Are mycelium bricks fireproof?
They should not be described generically as fireproof. Some formulations demonstrate favourable fire behaviour, but the performance of the specific product and complete construction assembly must be established through appropriate testing.
Are all mycelium products biodegradable?
Not necessarily. Biodegradability depends on the substrate, manufacturing process, additives, coatings, contamination and the conditions available at the end of the product’s life.
Can mycelium bricks be used in Australia?
Potentially, provided that the proposed product and construction system are fit for purpose and supported by evidence relevant to their intended use. A Performance Solution may be required where an applicable Deemed-to-Satisfy pathway is unavailable.
Related Building Performance Resources
Understand the Wider Environmental Impact of Building Materials
Technical Sources
- Aiduang, W. et al. (2024), “A Comprehensive Review on Studying and Developing Guidelines to Standardize the Inspection of Properties and Production Methods for Mycelium-Bound Composites in Bio-Based Building Material Applications.” Biomimetics, 9(9), 549.
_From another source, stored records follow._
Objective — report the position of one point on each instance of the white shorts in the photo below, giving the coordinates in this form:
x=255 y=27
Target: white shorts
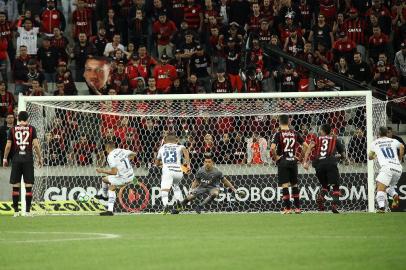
x=170 y=177
x=389 y=176
x=119 y=180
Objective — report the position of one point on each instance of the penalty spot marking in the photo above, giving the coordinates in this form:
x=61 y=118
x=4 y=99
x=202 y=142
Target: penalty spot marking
x=76 y=236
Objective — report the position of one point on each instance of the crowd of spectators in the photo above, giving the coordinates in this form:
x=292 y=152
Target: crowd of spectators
x=198 y=46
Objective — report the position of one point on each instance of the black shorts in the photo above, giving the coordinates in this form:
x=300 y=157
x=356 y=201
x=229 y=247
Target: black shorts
x=327 y=174
x=287 y=172
x=25 y=169
x=203 y=190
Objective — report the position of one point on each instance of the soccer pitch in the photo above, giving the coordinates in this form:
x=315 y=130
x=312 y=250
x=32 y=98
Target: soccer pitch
x=216 y=241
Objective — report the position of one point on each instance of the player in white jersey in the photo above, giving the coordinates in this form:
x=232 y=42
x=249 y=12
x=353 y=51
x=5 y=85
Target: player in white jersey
x=173 y=157
x=121 y=173
x=386 y=151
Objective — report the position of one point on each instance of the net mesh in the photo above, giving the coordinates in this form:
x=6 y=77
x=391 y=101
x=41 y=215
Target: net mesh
x=237 y=131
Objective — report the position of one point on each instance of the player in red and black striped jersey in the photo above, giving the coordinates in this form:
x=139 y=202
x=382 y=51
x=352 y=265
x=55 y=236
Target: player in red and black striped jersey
x=284 y=147
x=328 y=149
x=23 y=140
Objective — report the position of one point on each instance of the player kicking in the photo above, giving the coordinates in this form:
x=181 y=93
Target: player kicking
x=283 y=147
x=22 y=139
x=386 y=151
x=121 y=173
x=207 y=181
x=170 y=156
x=325 y=163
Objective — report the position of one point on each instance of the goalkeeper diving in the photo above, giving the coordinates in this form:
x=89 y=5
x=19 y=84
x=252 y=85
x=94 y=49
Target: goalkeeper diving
x=207 y=182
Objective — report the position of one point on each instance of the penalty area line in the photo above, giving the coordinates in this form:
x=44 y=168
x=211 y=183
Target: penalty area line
x=86 y=237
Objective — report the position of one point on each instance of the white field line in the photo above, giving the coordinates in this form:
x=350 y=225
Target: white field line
x=90 y=236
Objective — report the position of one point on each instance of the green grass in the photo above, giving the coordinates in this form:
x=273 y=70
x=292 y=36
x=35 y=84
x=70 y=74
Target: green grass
x=240 y=241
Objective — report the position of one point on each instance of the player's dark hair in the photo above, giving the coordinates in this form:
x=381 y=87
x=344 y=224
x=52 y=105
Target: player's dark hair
x=171 y=136
x=326 y=128
x=22 y=116
x=383 y=131
x=110 y=144
x=208 y=155
x=100 y=58
x=283 y=119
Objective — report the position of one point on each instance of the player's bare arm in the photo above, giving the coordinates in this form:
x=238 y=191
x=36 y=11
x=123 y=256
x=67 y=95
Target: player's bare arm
x=37 y=149
x=6 y=152
x=371 y=155
x=112 y=171
x=401 y=152
x=273 y=151
x=307 y=154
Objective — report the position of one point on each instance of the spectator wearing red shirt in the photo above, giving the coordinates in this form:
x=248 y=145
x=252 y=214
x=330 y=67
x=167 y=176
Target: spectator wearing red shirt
x=6 y=32
x=322 y=56
x=397 y=110
x=294 y=44
x=343 y=47
x=119 y=79
x=81 y=20
x=378 y=43
x=3 y=58
x=232 y=54
x=164 y=29
x=20 y=69
x=146 y=60
x=64 y=75
x=193 y=15
x=134 y=71
x=252 y=83
x=307 y=12
x=355 y=26
x=51 y=18
x=321 y=32
x=264 y=33
x=329 y=9
x=221 y=84
x=176 y=11
x=381 y=80
x=383 y=13
x=60 y=43
x=164 y=75
x=255 y=18
x=7 y=101
x=286 y=28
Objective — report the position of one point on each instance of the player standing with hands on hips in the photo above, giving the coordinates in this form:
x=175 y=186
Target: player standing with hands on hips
x=171 y=156
x=386 y=151
x=22 y=139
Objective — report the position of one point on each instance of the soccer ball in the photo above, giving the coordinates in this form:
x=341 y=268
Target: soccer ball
x=83 y=197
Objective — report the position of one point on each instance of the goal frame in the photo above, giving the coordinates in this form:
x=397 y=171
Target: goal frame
x=23 y=100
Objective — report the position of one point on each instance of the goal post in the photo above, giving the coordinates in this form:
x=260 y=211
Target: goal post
x=215 y=114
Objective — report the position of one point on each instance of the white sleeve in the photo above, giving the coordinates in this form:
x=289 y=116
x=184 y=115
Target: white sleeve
x=396 y=144
x=111 y=161
x=373 y=147
x=128 y=152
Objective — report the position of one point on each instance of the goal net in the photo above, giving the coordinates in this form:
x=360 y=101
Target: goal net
x=237 y=129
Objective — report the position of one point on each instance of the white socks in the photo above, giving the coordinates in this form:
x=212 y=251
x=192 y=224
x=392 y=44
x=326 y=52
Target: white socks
x=165 y=198
x=391 y=191
x=177 y=193
x=381 y=199
x=105 y=187
x=112 y=200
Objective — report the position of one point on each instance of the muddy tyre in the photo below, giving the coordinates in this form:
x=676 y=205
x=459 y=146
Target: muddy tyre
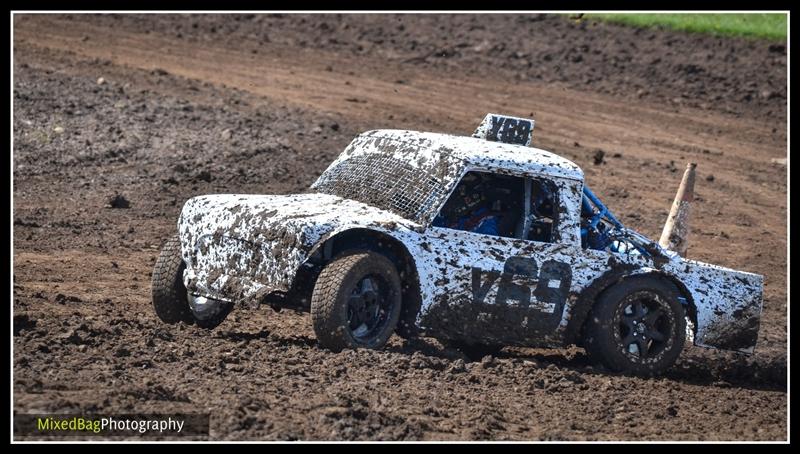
x=638 y=327
x=169 y=293
x=356 y=301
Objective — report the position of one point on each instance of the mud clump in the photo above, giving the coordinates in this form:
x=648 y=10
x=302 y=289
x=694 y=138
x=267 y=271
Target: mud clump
x=118 y=201
x=598 y=157
x=262 y=373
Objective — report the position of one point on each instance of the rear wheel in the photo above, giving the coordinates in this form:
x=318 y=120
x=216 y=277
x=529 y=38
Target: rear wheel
x=356 y=301
x=638 y=326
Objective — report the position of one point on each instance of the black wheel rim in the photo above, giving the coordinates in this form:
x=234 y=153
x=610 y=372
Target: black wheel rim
x=368 y=307
x=644 y=326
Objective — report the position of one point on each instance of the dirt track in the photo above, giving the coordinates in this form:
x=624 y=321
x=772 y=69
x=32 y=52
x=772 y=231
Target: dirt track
x=193 y=105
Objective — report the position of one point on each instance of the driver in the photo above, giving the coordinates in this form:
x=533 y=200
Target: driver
x=474 y=213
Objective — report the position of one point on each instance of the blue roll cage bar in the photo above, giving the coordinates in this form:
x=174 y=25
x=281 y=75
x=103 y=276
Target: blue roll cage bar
x=601 y=238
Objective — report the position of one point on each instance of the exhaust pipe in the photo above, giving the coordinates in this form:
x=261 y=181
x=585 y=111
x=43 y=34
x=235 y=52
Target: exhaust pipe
x=675 y=235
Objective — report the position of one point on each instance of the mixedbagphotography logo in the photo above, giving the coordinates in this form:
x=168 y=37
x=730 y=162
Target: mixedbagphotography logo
x=33 y=426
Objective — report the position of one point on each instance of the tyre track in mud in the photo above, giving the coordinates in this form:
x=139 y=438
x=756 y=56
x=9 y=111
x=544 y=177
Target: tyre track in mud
x=82 y=271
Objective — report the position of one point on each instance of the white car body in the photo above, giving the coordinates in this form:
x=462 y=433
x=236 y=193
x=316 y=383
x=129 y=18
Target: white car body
x=501 y=290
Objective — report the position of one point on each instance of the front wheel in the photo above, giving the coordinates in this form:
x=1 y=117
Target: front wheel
x=171 y=301
x=638 y=326
x=356 y=301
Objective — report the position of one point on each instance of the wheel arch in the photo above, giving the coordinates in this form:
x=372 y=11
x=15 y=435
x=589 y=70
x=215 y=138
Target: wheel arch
x=587 y=298
x=334 y=243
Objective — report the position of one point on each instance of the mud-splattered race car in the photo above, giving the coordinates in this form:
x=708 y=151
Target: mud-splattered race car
x=478 y=241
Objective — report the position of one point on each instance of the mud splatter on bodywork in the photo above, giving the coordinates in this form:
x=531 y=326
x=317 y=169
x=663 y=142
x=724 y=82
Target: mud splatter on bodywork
x=476 y=287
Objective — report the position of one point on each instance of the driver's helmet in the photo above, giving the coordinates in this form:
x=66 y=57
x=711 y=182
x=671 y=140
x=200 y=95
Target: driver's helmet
x=472 y=193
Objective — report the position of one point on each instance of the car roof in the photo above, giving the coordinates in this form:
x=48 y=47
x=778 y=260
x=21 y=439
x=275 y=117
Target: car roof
x=482 y=153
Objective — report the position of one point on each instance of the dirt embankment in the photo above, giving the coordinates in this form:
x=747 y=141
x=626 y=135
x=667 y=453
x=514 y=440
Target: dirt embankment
x=191 y=105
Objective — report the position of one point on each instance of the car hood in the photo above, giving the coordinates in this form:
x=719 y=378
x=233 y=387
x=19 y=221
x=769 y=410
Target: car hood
x=236 y=245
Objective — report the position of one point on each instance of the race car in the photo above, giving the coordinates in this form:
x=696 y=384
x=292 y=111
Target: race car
x=479 y=242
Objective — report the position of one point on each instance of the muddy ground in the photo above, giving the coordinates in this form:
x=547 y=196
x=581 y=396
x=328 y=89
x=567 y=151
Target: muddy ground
x=191 y=105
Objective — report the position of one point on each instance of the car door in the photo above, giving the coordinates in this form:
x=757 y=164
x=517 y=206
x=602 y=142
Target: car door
x=498 y=288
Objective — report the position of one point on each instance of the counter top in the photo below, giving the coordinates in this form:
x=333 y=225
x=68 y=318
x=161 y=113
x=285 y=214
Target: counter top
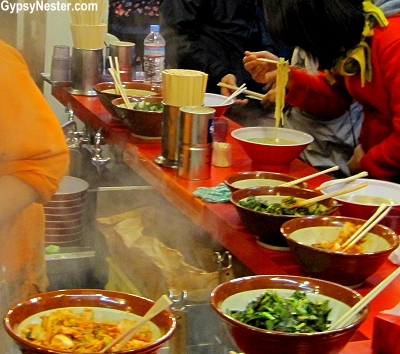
x=221 y=219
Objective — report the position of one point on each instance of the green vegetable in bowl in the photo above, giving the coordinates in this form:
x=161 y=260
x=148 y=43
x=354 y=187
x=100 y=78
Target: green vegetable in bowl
x=148 y=106
x=295 y=314
x=285 y=207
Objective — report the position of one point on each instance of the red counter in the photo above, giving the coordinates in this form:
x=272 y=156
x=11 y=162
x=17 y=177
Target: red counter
x=221 y=219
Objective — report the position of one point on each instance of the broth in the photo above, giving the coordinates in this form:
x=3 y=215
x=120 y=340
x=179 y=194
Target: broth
x=273 y=141
x=368 y=199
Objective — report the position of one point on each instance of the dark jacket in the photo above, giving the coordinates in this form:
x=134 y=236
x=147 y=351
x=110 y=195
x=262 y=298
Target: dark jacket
x=212 y=36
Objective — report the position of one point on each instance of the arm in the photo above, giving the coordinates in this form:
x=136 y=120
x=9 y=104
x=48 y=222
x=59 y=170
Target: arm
x=33 y=152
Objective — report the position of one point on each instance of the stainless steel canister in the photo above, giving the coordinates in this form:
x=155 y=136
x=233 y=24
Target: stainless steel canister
x=195 y=142
x=87 y=66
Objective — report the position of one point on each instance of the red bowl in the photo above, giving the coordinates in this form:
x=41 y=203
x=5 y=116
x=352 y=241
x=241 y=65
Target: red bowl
x=95 y=298
x=252 y=340
x=342 y=268
x=270 y=156
x=267 y=227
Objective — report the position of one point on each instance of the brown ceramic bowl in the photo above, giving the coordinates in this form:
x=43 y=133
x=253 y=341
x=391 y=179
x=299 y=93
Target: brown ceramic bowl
x=237 y=293
x=266 y=227
x=107 y=304
x=247 y=179
x=142 y=124
x=342 y=268
x=106 y=93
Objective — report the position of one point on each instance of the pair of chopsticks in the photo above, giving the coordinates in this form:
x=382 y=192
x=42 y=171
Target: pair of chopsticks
x=343 y=180
x=161 y=304
x=347 y=317
x=115 y=73
x=237 y=92
x=299 y=180
x=328 y=195
x=379 y=214
x=246 y=92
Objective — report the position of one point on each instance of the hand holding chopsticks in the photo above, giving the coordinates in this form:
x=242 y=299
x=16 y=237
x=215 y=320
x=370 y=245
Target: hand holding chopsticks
x=346 y=318
x=328 y=195
x=296 y=181
x=343 y=180
x=237 y=92
x=379 y=214
x=161 y=304
x=246 y=92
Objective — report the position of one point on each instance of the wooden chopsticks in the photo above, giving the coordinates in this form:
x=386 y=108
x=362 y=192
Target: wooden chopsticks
x=343 y=180
x=328 y=195
x=379 y=214
x=246 y=92
x=292 y=183
x=345 y=319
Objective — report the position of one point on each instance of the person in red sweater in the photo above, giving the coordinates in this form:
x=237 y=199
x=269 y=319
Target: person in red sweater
x=357 y=44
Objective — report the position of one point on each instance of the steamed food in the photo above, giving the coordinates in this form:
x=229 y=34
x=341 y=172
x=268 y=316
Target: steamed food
x=286 y=206
x=73 y=332
x=295 y=314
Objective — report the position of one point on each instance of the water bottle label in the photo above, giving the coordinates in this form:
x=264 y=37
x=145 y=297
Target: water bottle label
x=154 y=51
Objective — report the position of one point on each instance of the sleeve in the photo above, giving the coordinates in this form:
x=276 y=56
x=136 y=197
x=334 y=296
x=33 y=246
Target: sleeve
x=32 y=144
x=383 y=159
x=181 y=22
x=315 y=95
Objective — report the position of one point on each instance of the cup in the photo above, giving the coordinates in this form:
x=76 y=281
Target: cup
x=60 y=69
x=61 y=51
x=125 y=52
x=87 y=66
- Voutetaki, M. E. et al. (2024), “Natural Fiber-Reinforced Mycelium Composite for Innovative and Sustainable Construction Materials.” Fibers, 12(7), 57.
- Museum of Modern Art, “The Living. Mycelium Brick. 2014.” MoMA Collection.
- Australian Building Codes Board, “What Are the Requirements for Compliance and Conformance?” National Construction Code.
- Australian Building Codes Board, “Understanding the NCC.” NCC compliance pathways and Assessment Methods.
- University of Technology Sydney, “Mycelium-Based Blocks Could Be the Future of Construction.” UTS research overview.
- University of Western Australia, “Bio-Based Materials Design Lab.” UWA research program.
Last reviewed: June 2026
This article provides general information about an emerging material category. The suitability, environmental performance and regulatory acceptance of any proposed mycelium product must be assessed using product-specific evidence and the requirements applicable to the project.